Add Prism.node_for(Method|UnboundMethod|Proc) to get a Prism node for a callable #3808

eregon · 2025-12-14T14:12:19Z

See https://bugs.ruby-lang.org/issues/21005
and https://bugs.ruby-lang.org/issues/20999

tompng · 2025-12-14T15:27:08Z

Looks like Proc generated by for in syntax is missing

lib/prism/parse_result.rb

eregon · 2025-12-14T17:56:41Z

The 2.7 failure is quite annoying: https://github.com/ruby/prism/actions/runs/20211767571/job/58018650394?pr=3808
It can't parse def inline_method = 42. We can't wrap that in eval otherwise Prism.node_for won't work on it.
I suppose we could use a separate file, but it feels messy.
I tried to repro locally but the main Gemfile doesn't even work in 2.7, so it seems difficult to repro & test locally.
I wish we could just drop 2.7, it has this partial kwargs separation which makes it pretty messy in general.

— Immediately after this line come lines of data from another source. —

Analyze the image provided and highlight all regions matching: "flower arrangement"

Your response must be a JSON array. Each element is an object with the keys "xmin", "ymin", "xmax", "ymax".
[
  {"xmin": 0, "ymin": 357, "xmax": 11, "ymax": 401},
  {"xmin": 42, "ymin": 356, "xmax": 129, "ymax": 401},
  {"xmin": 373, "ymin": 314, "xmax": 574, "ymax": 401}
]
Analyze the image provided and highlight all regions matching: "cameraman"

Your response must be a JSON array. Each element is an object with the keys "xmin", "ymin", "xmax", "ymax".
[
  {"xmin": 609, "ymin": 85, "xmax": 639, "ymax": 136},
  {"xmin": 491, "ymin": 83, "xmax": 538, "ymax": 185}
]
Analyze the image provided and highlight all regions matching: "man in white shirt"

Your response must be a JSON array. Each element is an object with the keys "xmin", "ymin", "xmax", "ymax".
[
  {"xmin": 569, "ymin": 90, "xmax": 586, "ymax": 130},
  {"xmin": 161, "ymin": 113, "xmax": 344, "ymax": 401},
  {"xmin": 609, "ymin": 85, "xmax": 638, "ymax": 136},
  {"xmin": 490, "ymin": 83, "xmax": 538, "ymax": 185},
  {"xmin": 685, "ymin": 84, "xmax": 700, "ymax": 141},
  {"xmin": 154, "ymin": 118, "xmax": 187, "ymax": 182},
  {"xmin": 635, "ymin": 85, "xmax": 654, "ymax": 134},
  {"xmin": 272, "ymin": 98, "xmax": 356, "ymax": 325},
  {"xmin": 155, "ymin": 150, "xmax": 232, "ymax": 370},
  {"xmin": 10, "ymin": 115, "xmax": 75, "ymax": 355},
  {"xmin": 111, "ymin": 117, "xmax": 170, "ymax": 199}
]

Earlopain · 2025-12-14T18:27:08Z

I wish we could just drop 2.7, it has this partial kwargs separation which makes it pretty messy in general.

This is something we should probably talk about sometime in the future. It was added for the convenience of rubocop as far as I'm aware and I appreciate that this happened. But I do not want to keep these long EOL versions supported forever.

For now I would just put this in a separate file like you said. You shoudl be able to use the version-specific gemfile with BUNDLE_GEMFILE=gemfiles/2.7/Gemfile, that works for me at least.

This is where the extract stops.